In new analysis of over 1,300 doctors’ visits in northern California, researchers from the University of California Davis found that when doctors deny specific requests made by patients—for drugs, image screening, or referrals to specialty doctors, for example—patients tended to rate their doctors less favorably.
These findings are significant as doctors in the US are increasingly incentivized to please patients and have them return. Hospital systems are switching over to models where doctors are paid based on patient satisfaction, as both government-sponsored healthcare and private insurance are including quality measures in their contracts to work with them. This kind of payment model was incentivized first by government-run healthcare programs like Medicare and the Affordable Care Act, Modern Healthcare reports, presumably as a way to ensure that all patients are receiving the care they need.
But patients, of course, don’t always make the best doctors. Although they should always advocate for their own health, that doesn’t always mean that they should get what they think they need—no matter what the internet says.
For the study, which was published on Nov. 27 in JAMA Internal Medicine, researchers asked 1,141 patients to fill out surveys after 1,319 doctors visits. These surveys asked about what happened in the visit, and for patients to rank how they felt afterward. Patients were given a $10 gift card for their time.
In 68% of these visits, patients asked their doctors for something specific, like a painkiller, another prescription, additional medical testing, or a referral to see another doctor. Patients got what they came for in 85% of those visits. But when they didn’t, study authors noticed they tended to rate their doctors a lot less favorably. Patients were most dissatisfied with their doctors when they were denied referrals to other doctors, other medications, painkillers, and other types of medical testing.
The authors think that patients have gotten used to getting what they want. “This is strongly the norm in the patient’s mind,” Anthony Jerant, a family physician in California and lead author of the paper, told Reuters. “A request denial, therefore, is quite out of the ordinary and probably likely to invoke a negative reaction.”
Reinforcing this is the fact that the US is one of only two the countries that allow direct-to-consumer advertising for medical services (the other is New Zealand).
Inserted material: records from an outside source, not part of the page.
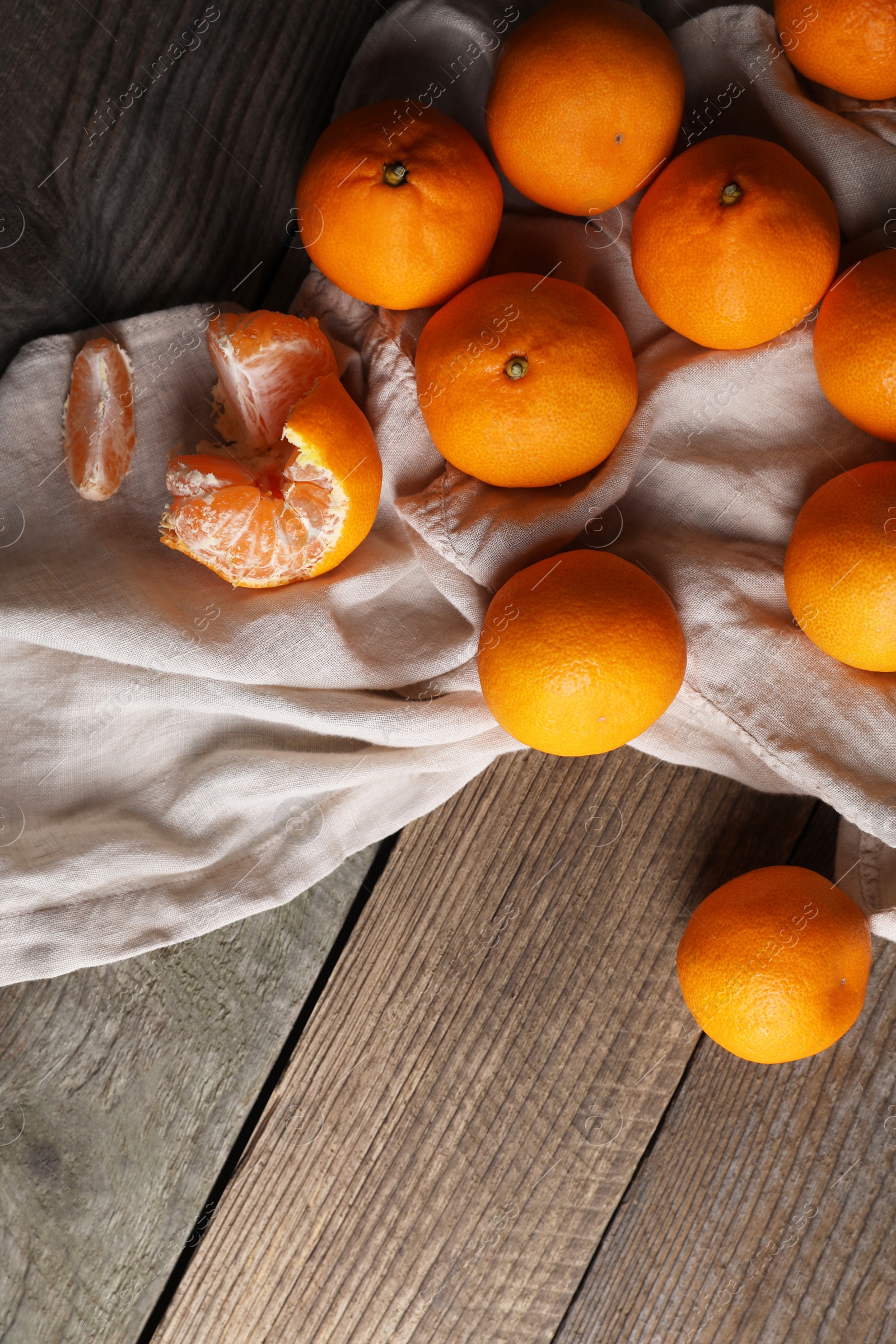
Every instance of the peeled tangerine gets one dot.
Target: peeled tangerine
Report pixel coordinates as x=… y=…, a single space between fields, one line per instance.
x=99 y=420
x=581 y=654
x=300 y=487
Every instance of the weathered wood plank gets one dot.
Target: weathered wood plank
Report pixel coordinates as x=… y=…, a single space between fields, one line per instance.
x=487 y=1065
x=122 y=1093
x=766 y=1208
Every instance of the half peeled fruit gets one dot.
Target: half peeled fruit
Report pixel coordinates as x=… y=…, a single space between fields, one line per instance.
x=272 y=523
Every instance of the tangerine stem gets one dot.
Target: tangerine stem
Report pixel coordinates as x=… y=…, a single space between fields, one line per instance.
x=516 y=366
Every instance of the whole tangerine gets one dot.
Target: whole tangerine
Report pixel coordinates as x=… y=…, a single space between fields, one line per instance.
x=735 y=242
x=580 y=654
x=844 y=45
x=774 y=964
x=840 y=569
x=855 y=344
x=526 y=381
x=585 y=105
x=398 y=205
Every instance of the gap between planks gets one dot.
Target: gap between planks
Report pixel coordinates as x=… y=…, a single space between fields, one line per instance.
x=487 y=1065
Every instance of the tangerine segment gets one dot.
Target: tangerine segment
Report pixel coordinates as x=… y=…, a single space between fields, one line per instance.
x=524 y=381
x=586 y=104
x=840 y=569
x=846 y=45
x=321 y=507
x=774 y=964
x=735 y=242
x=99 y=420
x=265 y=363
x=580 y=654
x=855 y=344
x=398 y=205
x=336 y=454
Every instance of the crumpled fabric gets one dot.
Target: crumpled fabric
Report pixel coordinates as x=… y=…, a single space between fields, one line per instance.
x=182 y=754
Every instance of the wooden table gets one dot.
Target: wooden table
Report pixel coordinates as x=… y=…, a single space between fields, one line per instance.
x=452 y=1093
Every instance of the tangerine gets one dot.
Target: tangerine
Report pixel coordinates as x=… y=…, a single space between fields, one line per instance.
x=840 y=569
x=774 y=964
x=267 y=526
x=585 y=105
x=265 y=362
x=99 y=420
x=847 y=45
x=526 y=381
x=735 y=242
x=855 y=344
x=398 y=205
x=580 y=654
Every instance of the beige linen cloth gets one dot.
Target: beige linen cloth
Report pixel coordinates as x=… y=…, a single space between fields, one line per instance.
x=180 y=754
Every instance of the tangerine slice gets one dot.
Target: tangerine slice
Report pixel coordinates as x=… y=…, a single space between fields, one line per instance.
x=99 y=420
x=320 y=510
x=265 y=363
When patients are aware that there are drugs available to them, they’re more likely to go in and ask for something specifically, rather than just describing their symptoms.
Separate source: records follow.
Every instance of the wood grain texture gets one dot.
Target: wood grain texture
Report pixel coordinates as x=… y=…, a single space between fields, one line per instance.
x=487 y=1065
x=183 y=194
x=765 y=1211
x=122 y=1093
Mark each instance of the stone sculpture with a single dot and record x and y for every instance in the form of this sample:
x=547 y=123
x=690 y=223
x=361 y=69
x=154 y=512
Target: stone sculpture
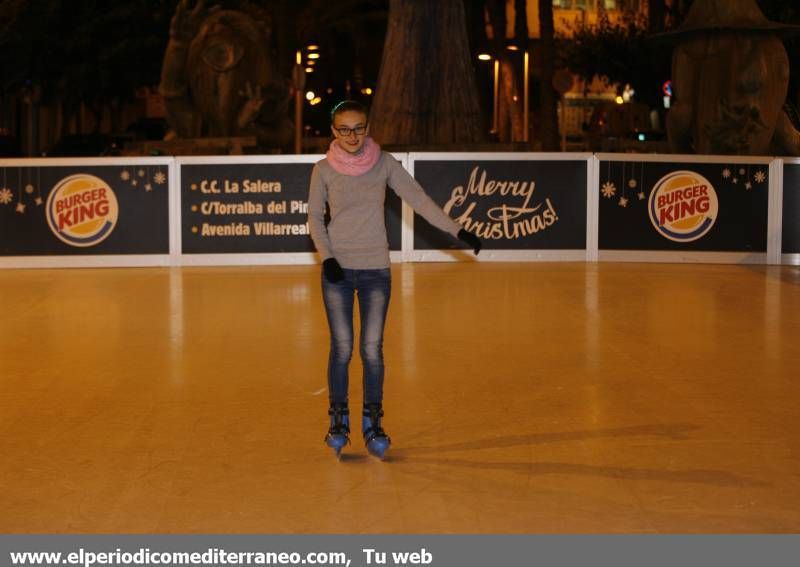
x=730 y=72
x=217 y=79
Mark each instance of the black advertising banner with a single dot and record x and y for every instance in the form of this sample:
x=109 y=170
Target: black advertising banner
x=254 y=208
x=699 y=207
x=509 y=204
x=790 y=242
x=54 y=210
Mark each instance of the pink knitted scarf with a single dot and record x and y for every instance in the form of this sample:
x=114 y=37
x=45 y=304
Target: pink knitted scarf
x=354 y=164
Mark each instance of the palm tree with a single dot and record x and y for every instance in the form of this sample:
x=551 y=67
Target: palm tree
x=548 y=126
x=426 y=91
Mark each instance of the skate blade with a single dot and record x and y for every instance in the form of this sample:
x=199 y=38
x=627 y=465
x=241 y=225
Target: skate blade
x=377 y=449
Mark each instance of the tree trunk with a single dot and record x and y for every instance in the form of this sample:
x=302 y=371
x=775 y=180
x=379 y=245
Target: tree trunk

This puts American doctors in a tough spot. They don’t want to give patients medicine or treatments they don’t need—especially if it’s expensive or comes with potential side effects. But they also want to make money. If their pay is tied to patient satisfaction, it’s in their best interest to give patients what they ask for.
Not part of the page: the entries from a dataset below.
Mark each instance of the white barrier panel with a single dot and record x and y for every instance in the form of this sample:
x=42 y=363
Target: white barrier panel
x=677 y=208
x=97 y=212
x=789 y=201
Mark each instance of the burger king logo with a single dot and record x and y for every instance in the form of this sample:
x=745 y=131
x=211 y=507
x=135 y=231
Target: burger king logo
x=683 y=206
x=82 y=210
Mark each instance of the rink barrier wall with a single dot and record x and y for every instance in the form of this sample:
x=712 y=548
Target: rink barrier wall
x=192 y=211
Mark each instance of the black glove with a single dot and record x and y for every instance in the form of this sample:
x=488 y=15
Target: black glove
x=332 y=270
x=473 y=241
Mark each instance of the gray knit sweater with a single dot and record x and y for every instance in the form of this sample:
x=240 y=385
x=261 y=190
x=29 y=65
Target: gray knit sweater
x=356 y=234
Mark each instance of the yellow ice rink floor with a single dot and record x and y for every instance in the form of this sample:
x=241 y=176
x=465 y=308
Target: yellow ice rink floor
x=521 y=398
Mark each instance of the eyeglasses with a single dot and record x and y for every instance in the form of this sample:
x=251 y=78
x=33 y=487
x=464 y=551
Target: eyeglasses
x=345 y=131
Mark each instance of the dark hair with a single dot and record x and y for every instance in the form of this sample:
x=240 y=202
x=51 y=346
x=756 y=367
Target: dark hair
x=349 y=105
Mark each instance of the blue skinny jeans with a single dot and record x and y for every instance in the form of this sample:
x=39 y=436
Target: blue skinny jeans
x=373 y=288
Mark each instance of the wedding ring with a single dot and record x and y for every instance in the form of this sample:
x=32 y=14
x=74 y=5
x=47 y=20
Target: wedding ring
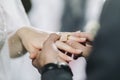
x=68 y=36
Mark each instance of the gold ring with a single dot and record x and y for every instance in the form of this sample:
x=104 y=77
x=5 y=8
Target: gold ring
x=68 y=36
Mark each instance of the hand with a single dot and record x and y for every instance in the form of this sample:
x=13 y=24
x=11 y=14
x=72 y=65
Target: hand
x=85 y=46
x=32 y=38
x=49 y=53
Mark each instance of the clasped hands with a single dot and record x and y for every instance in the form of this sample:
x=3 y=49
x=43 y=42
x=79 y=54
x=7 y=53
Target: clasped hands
x=62 y=48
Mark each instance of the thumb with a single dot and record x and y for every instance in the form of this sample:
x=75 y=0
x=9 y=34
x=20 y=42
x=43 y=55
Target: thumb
x=52 y=38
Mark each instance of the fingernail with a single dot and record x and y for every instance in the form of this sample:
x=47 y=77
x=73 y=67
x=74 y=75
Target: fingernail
x=83 y=39
x=78 y=31
x=70 y=58
x=79 y=51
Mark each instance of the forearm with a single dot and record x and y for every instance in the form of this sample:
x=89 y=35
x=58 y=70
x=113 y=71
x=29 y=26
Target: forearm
x=16 y=47
x=53 y=71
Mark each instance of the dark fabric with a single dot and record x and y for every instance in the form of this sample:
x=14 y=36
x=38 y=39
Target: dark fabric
x=56 y=74
x=27 y=5
x=104 y=62
x=73 y=16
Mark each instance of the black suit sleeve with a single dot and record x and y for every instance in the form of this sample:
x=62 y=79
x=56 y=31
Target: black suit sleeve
x=104 y=61
x=57 y=74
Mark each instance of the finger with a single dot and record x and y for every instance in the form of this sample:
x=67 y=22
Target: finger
x=65 y=47
x=53 y=37
x=84 y=35
x=64 y=57
x=78 y=39
x=33 y=56
x=75 y=45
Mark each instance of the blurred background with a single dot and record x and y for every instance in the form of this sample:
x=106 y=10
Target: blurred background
x=63 y=15
x=59 y=15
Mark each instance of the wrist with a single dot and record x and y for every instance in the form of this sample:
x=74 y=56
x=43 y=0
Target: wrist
x=54 y=66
Better communication is key, the authors argue. If physicians can explain why they don’t want to recommend a particular medication or scan, patients will feel reassured that at least their doctors took the time to understand their complaints. This seems to have worked with regard to antibiotics. Patients who were denied these pills rated their doctors slightly above neutral, which suggests to the authors that maybe, doctors have gotten a lot better at explaining why these pills aren’t suitable for every ailment.